2000 Tax Help Archives  

Publication 970 2000 Tax Year

How Is the Credit Figured?

This is archived information that pertains only to the 2000 Tax Year. If you
are looking for information for the current tax year, go to the Tax Prep Help Area.

The amount of the Hope credit is the sum of:

  1. 100% of the first $1,000 of qualified tuition and related expenses you paid for each eligible student, and
  2. 50% of the next $1,000 of qualified tuition and related expenses you paid for each eligible student.

The maximum amount of Hope credit you can claim in 2000 is $1,500 times the number of eligible students. You can claim the full $1,500 for each eligible student for whom you paid at least $2,000 of qualified expenses. However, the credit may be reduced based on your modified adjusted gross income. See Does Income Affect the Amount of the Credit, later.

Example. Jon and Karen are married and file a joint tax return. For 2000, they claim an exemption for their dependent daughter on their tax return. Their modified adjusted gross income is $70,000. Their daughter is in her sophomore (second) year of studies at the local university. Jon and Karen pay qualified tuition and related expenses of $4,300 in 2000.

Jon and Karen, their daughter, and the local university meet all of the requirements for the Hope credit. Jon and Karen can claim a $1,500 Hope credit in 2000. This is 100% of the first $1,000 of qualified tuition and related expenses, plus 50% of the next $1,000.

Does Income Affect the Amount of the Credit?

The amount of your Hope credit is phased out (gradually reduced) if your modified adjusted gross income is between $40,000 and $50,000 ($80,000 and $100,000 if you file a joint return). You cannot claim a Hope credit if your modified adjusted gross income is $50,000 or more ($100,000 or more if you file a joint return).

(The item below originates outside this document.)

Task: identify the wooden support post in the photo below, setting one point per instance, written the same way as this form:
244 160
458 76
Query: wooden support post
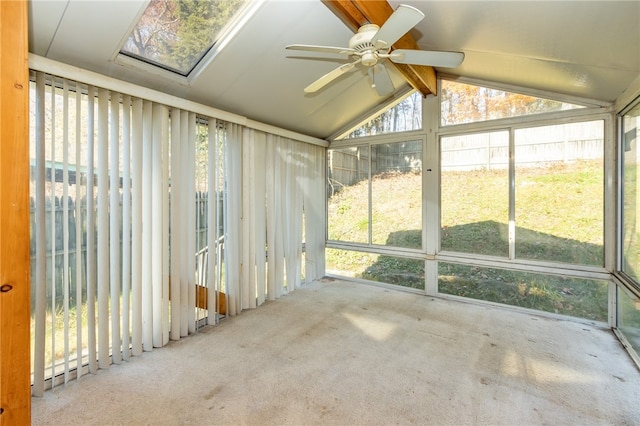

Modified adjusted gross income. For most taxpayers, modified adjusted gross income will be their adjusted gross income (AGI) as figured on their federal income tax return. On Form 1040, AGI is line 33. On Form 1040A, AGI is line 19. However, you must modify your AGI if you excluded income earned abroad or from certain U.S. territories or possessions. If this applies to you, increase your AGI by the following amounts you excluded from your income.

  1. Foreign earned income of U.S. citizens or residents living abroad.
  2. Housing costs of U.S. citizens or residents living abroad.
  3. Income from sources within Puerto Rico, Guam, American Samoa, or the Northern Mariana Islands.

How the phaseout works. The phaseout (reduction) works on a sliding scale. The higher your modified adjusted gross income, the more your credit is reduced. The phaseout, if any, is figured when you complete Part III of Form 8863.